Men died after boat hit by wave
The deaths of two Southland men after a boat capsized in Foveaux Strait was a reminder of the importance of carrying communications equipment and backup for it, the Otago-Southland coroner says.
Shaun David Bethune and Lindsay James Cullen died on January 3 this year after the catamaran Extreme 1 capsized off Ruapuke Island.
Otago-Southland coroner David Crerar held an inquest in Invercargill yesterday.
Mr Bethune's father, Barry, Mr Cullen's friend Denise Zonneveld and her sister Carol Saxton survived.
All five had tried to swim to land after the capsize but Mr Cullen and Shaun Bethune succumbed to hypothermia.
Barry Bethune, the boat's skipper, Mrs Saxton and Mrs Zonneveld, who were rescued after four hours in the water, gave evidence yesterday.
The hearing was told the boat was seaworthy and suitable for the conditions in the strait.

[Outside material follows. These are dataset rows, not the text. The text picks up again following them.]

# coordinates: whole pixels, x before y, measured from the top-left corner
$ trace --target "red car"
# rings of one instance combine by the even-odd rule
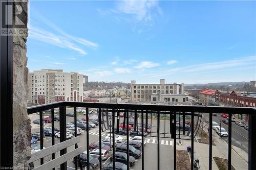
[[[51,117],[45,117],[43,120],[45,123],[52,122],[52,118]]]
[[[109,150],[110,148],[110,147],[109,145],[101,143],[101,149],[102,150]],[[99,149],[99,142],[95,142],[89,145],[89,149],[93,150],[94,149]]]
[[[227,118],[227,117],[228,117],[228,115],[227,114],[222,114],[221,117],[224,117],[224,118]]]
[[[83,121],[86,122],[86,118],[85,118],[85,117],[83,117],[83,118],[81,118],[81,119],[82,120],[83,120]]]
[[[122,125],[122,124],[120,125],[119,126],[119,128],[122,128],[122,128],[123,128],[123,125]],[[129,128],[129,128],[129,130],[132,129],[132,126],[129,125]],[[124,129],[127,129],[127,126],[126,126],[126,124],[125,124],[125,127],[124,128]]]

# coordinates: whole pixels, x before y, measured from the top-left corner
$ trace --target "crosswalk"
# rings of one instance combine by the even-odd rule
[[[86,133],[86,132],[84,131],[84,133]],[[89,132],[89,135],[95,135],[95,136],[99,136],[99,133],[98,130],[94,130],[94,131],[91,131]],[[101,136],[106,136],[106,134],[104,133],[101,133]],[[157,140],[156,139],[150,139],[146,138],[146,142],[148,143],[153,143],[153,144],[157,144]],[[160,140],[160,144],[162,145],[173,145],[173,142],[170,140]]]

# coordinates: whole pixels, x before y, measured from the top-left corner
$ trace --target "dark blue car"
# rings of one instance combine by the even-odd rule
[[[30,141],[30,143],[36,143],[37,141],[37,140],[36,140],[36,139],[35,139],[34,138],[32,137],[31,140]]]

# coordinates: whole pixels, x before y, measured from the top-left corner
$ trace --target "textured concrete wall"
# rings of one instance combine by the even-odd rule
[[[28,22],[28,2],[14,1],[15,11],[22,10],[19,17],[25,24]],[[17,6],[16,6],[17,5]],[[15,21],[15,18],[13,18]],[[15,22],[14,22],[15,23]],[[15,169],[26,169],[27,161],[30,157],[31,133],[30,119],[27,112],[28,74],[26,57],[27,35],[13,37],[13,164]]]

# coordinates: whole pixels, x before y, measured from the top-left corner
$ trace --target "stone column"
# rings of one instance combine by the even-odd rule
[[[27,29],[28,1],[14,1],[16,14]],[[14,8],[13,8],[14,9]],[[13,15],[13,16],[15,16]],[[18,21],[13,18],[13,23]],[[14,26],[15,27],[15,26]],[[31,127],[27,111],[28,74],[27,35],[14,36],[13,42],[13,164],[15,169],[27,169],[30,158]]]

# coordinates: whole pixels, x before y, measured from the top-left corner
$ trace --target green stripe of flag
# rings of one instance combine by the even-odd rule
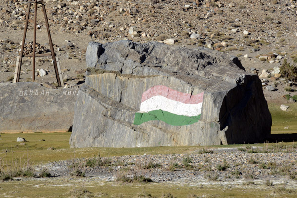
[[[151,120],[160,120],[172,126],[190,125],[198,122],[201,114],[195,116],[187,116],[172,114],[161,109],[153,110],[148,113],[136,112],[134,116],[135,125]]]

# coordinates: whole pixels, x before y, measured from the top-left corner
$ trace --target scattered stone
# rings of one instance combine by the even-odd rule
[[[229,3],[229,5],[228,5],[229,7],[235,7],[235,3]]]
[[[282,75],[281,74],[274,74],[274,77],[276,77],[276,78],[280,78],[281,76],[282,76]],[[284,81],[284,80],[282,80],[282,81]]]
[[[87,64],[92,60],[92,65],[87,65],[86,84],[78,96],[72,147],[243,143],[270,135],[271,117],[260,81],[257,75],[245,71],[236,57],[203,48],[127,40],[91,42],[86,54]],[[171,89],[193,96],[203,93],[203,119],[185,125],[187,117],[172,122],[170,117],[163,119],[162,113],[147,115],[150,105],[142,102],[144,93],[163,95]],[[233,102],[243,100],[245,105]],[[185,110],[172,108],[165,100],[156,102],[170,112]],[[231,117],[221,119],[222,115]]]
[[[128,30],[128,33],[130,35],[134,35],[137,34],[137,32],[135,31],[134,26],[130,27]]]
[[[286,105],[283,105],[283,104],[282,104],[280,107],[281,109],[283,111],[287,111],[287,110],[288,109],[288,108],[289,108],[289,107],[288,106],[286,106]]]
[[[259,76],[259,78],[267,78],[269,75],[269,73],[268,73],[266,70],[262,70],[262,73]]]
[[[22,137],[18,137],[16,139],[17,142],[25,142],[26,140],[25,138],[23,138]]]
[[[278,66],[273,67],[273,71],[274,71],[274,74],[279,74],[281,72],[280,67]]]
[[[280,55],[278,55],[276,57],[276,59],[278,59],[278,60],[281,59],[282,58],[283,58],[283,57],[282,56]]]
[[[268,59],[268,57],[267,56],[259,56],[259,59],[261,61],[265,61]]]
[[[270,81],[276,81],[277,79],[277,78],[276,78],[275,77],[271,77],[269,78],[269,80]]]
[[[199,34],[196,34],[196,33],[191,34],[191,36],[190,36],[190,38],[194,39],[200,39],[200,37],[201,37],[201,35],[200,35]]]
[[[169,38],[163,41],[165,44],[173,44],[176,42],[176,40],[174,39]]]
[[[275,91],[275,88],[274,88],[274,87],[273,87],[271,85],[269,85],[269,86],[266,86],[266,89],[267,90],[268,90],[269,91]]]
[[[226,43],[226,42],[225,41],[222,41],[222,42],[221,42],[221,44],[222,45],[222,46],[223,47],[227,47],[227,43]]]
[[[44,70],[43,69],[37,69],[36,70],[37,72],[38,72],[38,74],[40,77],[43,77],[44,76],[46,76],[47,75],[47,72]]]

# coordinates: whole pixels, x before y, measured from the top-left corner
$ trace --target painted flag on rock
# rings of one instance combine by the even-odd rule
[[[134,124],[160,120],[173,126],[183,126],[197,122],[201,116],[203,95],[204,92],[182,93],[165,86],[151,87],[142,95]]]

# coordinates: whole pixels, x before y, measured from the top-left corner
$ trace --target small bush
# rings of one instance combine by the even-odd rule
[[[169,37],[167,35],[165,35],[165,34],[160,35],[157,37],[157,40],[158,41],[163,41],[164,40],[166,40],[166,39],[167,39],[169,38]]]
[[[153,182],[151,179],[146,177],[141,173],[134,171],[118,172],[116,178],[116,181],[124,183]]]
[[[46,168],[43,168],[39,174],[39,177],[51,177],[51,174]]]
[[[257,161],[256,161],[256,160],[252,158],[252,157],[251,157],[248,159],[248,163],[250,163],[251,164],[255,164],[257,163]]]
[[[292,89],[290,86],[287,86],[286,87],[285,87],[285,91],[288,91],[288,92],[292,92],[292,91],[294,91],[294,89]]]
[[[267,186],[272,186],[273,184],[272,184],[272,182],[270,180],[267,179],[265,181],[265,184]]]
[[[82,186],[74,187],[70,191],[71,198],[93,198],[92,193],[88,191],[86,188]]]
[[[140,168],[144,169],[149,169],[153,168],[159,168],[162,166],[161,164],[159,163],[153,163],[152,161],[149,161],[148,163],[145,163],[143,165],[140,165]]]
[[[84,177],[86,173],[85,161],[72,162],[72,164],[69,166],[70,175],[76,177]]]
[[[291,96],[290,94],[286,94],[283,96],[287,100],[289,100],[291,98]]]
[[[210,174],[206,174],[204,176],[204,177],[205,178],[208,179],[208,180],[210,181],[216,181],[219,178],[219,176],[218,175],[218,174],[217,173],[213,173],[213,174],[210,173]]]
[[[169,193],[168,194],[163,194],[163,196],[162,197],[161,197],[160,198],[176,198],[176,197],[173,197],[172,194],[171,194],[170,193]]]
[[[180,168],[180,166],[178,165],[177,163],[175,162],[171,162],[168,169],[168,170],[170,170],[171,171],[175,171],[176,168]]]
[[[93,168],[99,166],[110,166],[111,160],[109,158],[102,158],[100,153],[97,156],[88,158],[86,161],[86,166]]]
[[[291,65],[287,61],[287,59],[284,60],[284,62],[280,68],[280,70],[281,74],[289,80],[297,81],[297,67]]]
[[[237,150],[240,151],[245,152],[247,151],[247,150],[243,147],[238,147]]]
[[[192,158],[191,158],[189,156],[187,156],[183,158],[183,164],[184,165],[184,166],[186,168],[191,166],[191,165],[190,165],[190,163],[192,163]]]
[[[223,171],[226,170],[226,169],[229,168],[229,165],[227,163],[226,160],[224,160],[223,164],[218,164],[216,166],[216,169],[219,171]]]

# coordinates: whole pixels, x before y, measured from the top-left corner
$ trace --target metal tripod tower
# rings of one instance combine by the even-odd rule
[[[29,18],[30,16],[30,11],[31,9],[31,6],[32,4],[34,5],[34,30],[33,33],[33,54],[24,55],[24,48],[25,46],[25,41],[26,40],[26,36],[27,35],[27,30],[28,29],[28,23],[29,22]],[[44,16],[45,17],[45,20],[46,22],[46,27],[47,28],[47,31],[48,32],[48,36],[49,37],[49,41],[50,43],[50,53],[46,53],[41,54],[35,54],[36,50],[36,15],[37,13],[37,4],[40,4],[41,5],[42,10],[43,11]],[[23,57],[32,57],[33,58],[33,74],[32,74],[32,81],[34,81],[35,80],[35,57],[43,57],[43,56],[51,56],[52,57],[52,60],[53,62],[53,66],[54,67],[54,71],[55,72],[56,77],[58,82],[58,85],[59,87],[62,86],[62,83],[63,82],[63,78],[61,72],[61,69],[60,68],[59,63],[57,57],[56,57],[56,54],[54,53],[54,49],[53,48],[53,45],[52,44],[52,40],[51,40],[51,35],[50,35],[50,26],[49,25],[49,22],[48,21],[48,17],[47,16],[47,13],[46,11],[46,8],[45,6],[43,0],[35,0],[33,1],[29,2],[29,6],[28,8],[28,11],[27,12],[26,24],[25,25],[25,30],[24,31],[24,36],[23,37],[23,41],[22,42],[22,48],[21,51],[20,52],[19,56],[18,57],[18,60],[17,60],[16,72],[14,75],[14,82],[18,82],[20,80],[20,76],[21,74],[21,68],[22,66],[22,61]]]

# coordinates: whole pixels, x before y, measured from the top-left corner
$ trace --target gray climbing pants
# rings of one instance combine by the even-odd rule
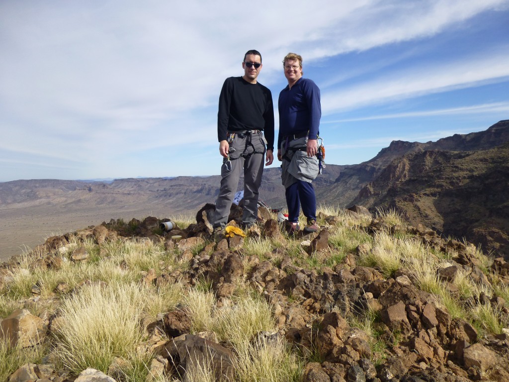
[[[236,133],[230,144],[230,160],[223,159],[221,167],[221,185],[216,201],[214,228],[228,223],[230,208],[244,169],[244,210],[242,223],[248,224],[258,217],[258,194],[262,184],[266,142],[259,130],[252,132]],[[235,151],[232,150],[232,148]],[[232,152],[233,151],[233,152]]]

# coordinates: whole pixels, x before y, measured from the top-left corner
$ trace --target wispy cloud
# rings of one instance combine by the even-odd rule
[[[107,162],[127,173],[133,154],[142,171],[142,153],[151,150],[186,158],[190,147],[211,150],[222,82],[241,74],[242,54],[253,48],[263,54],[261,80],[276,98],[285,85],[280,61],[289,51],[318,67],[315,73],[327,73],[325,116],[500,81],[509,76],[502,49],[412,64],[398,76],[390,68],[413,51],[340,74],[327,59],[416,43],[508,6],[509,0],[1,2],[2,157],[76,161],[98,172]],[[365,73],[370,78],[362,79]],[[217,172],[215,163],[188,160],[197,172]],[[167,171],[159,166],[145,167]]]
[[[402,98],[419,97],[470,87],[494,80],[509,80],[509,53],[501,52],[467,62],[436,63],[410,68],[371,81],[329,91],[323,97],[322,108],[332,114],[370,104]]]
[[[379,119],[392,119],[395,118],[409,118],[416,117],[433,117],[435,116],[446,116],[454,115],[491,114],[493,113],[507,113],[509,115],[509,102],[495,102],[480,105],[472,105],[461,107],[437,109],[434,110],[422,110],[418,112],[399,113],[397,114],[381,114],[374,116],[367,116],[357,118],[347,118],[337,120],[328,120],[322,122],[322,124],[337,123],[339,122],[357,122],[360,121],[372,121]]]

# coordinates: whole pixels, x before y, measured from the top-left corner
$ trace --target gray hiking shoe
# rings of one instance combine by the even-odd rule
[[[224,238],[224,229],[222,227],[218,227],[214,229],[214,232],[212,233],[212,238],[214,241],[217,242],[221,239]]]

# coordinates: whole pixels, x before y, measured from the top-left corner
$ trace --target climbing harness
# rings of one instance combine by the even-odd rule
[[[295,138],[295,137],[296,137],[296,135],[289,135],[287,137],[285,147],[288,147],[288,146],[290,146],[290,141],[291,140],[293,140],[294,139],[296,139],[296,138]],[[291,138],[293,138],[293,139],[291,140]],[[302,137],[298,137],[297,138]],[[318,174],[320,174],[322,173],[322,169],[325,168],[325,146],[323,145],[323,139],[321,137],[317,135],[317,141],[319,142],[319,144],[316,156],[317,157],[317,159],[318,159]],[[285,151],[285,155],[283,155],[282,157],[283,159],[286,159],[289,162],[291,162],[292,161],[292,158],[288,156],[288,152],[289,151],[292,151],[294,154],[295,154],[296,151],[304,151],[304,152],[306,152],[307,151],[307,148],[305,147],[288,147],[288,148]]]
[[[246,138],[246,144],[244,147],[244,151],[242,152],[242,154],[240,154],[240,156],[242,156],[244,159],[248,159],[251,155],[253,154],[263,154],[265,153],[261,151],[257,151],[256,148],[254,147],[254,145],[253,145],[252,142],[251,141],[251,135],[252,134],[255,134],[258,132],[260,130],[247,130],[244,131],[242,131],[240,132],[232,132],[228,134],[228,138],[227,138],[227,141],[229,144],[231,144],[233,142],[233,139],[235,137],[235,134],[236,134],[241,138]],[[252,152],[249,153],[247,155],[243,155],[243,154],[246,152],[247,150],[247,146],[250,145],[251,147],[253,148]],[[226,169],[230,171],[232,170],[232,161],[235,160],[238,158],[230,158],[230,154],[231,153],[233,153],[236,151],[236,149],[235,147],[230,147],[228,153],[227,154],[226,160],[224,161],[224,165],[226,166]]]
[[[325,146],[323,145],[322,138],[317,136],[317,140],[320,142],[318,145],[318,150],[317,152],[317,158],[318,159],[318,174],[321,174],[322,169],[325,168]]]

All on board were wearing lifejackets.
However, there was nothing that could be done about the huge wave which capsized the 7.25m catamaran about half an hour into its trip.
Mrs Saxton and Mrs Zonneveld described how a wall of water, which hit within seconds, suddenly rose out of relatively calm seas.
Mr Bethune said he did not see the wave until the boat lurched violently and he instinctively turned against it.
The five people made it on to the upturned hull but were unable to contact land for rescue.
Mr Bethune had an Emergency Position Indicator Radio Beacon (EPIRB) on board but not on his person. "(It) was on a lanyard hanging by the throttle and not in my pocket. It was too big and uncomfortable."
He attempted to retrieve the EPIRB after the capsize, but was unable to do so.
The men had cellphones but these were disabled by the water.
Mr Bethune said he did not call in to the Bluff maritime radio service before leaving port around 6.30pm. He had told his partner when he was due to return.
However, Mr Crerar and Bluff Coastguard skipper Bill Ryan, who also gave evidence, said this would not have made a difference.
The alarm would not have been raised until 10.30pm, when they were expected to return.
In the event they were left with little choice but to swim for shore.
Mrs Saxton and Mrs Zonneveld said they were wearing multiple layers including thermals.
Mr Cullen and Shaun Bethune had been wearing jeans and cotton tops, making them more vulnerable to hypothermia.
Mr Bethune said Mr Cullen had refused to zip up his lifejacket in the water, and that his son was lean and would have lost body heat quickly.
Mr Bethune said he realised Shaun was dead when he saw vomit and water coming out of his mouth.
"His eyes were closed and he was blue . . . I knew at that time he was dead . . . I looked over at Lindsay. He was on his back and he had fluid in his mouth as well. The fluid was sitting there in his mouth, not moving. He was blue. I knew he was dead as well."
The three survivors were rescued by Bluff skipper Rewai Karetai and his wife, Gloria Davis, off Caroline Bay on Ruapuke Island.
The bodies of Shaun Bethune and Mr Cullen were recovered that night by the Bluff Coastguard.
Maritime New Zealand investigator Ian Howden said it was recommended recreational boats had at least two means of communicating on board. Cellphones or hand-held radios should be kept in plastic bags and on the body.
"In my opinion this accident is an example of how suddenly serious accidents in the marine environment can occur and how important it is to have communications that can be operated . . . in the water in the event of capsize or other accident," he said.
Mr Crerar said Mr Bethune had planned appropriately for the trip, except having a backup communications device.
Freak waves were uncommon but a possibility in the Strait, Mr Crerar said. They had previously led to the loss of the fishing vessel Kotuku in 2006, when six people died, and the death of Neville Pascoe off Dog Island in 2010.
Mr Crerar found Shaun Bethune and Mr Cullen died due to exposure to the cold water following the capsize.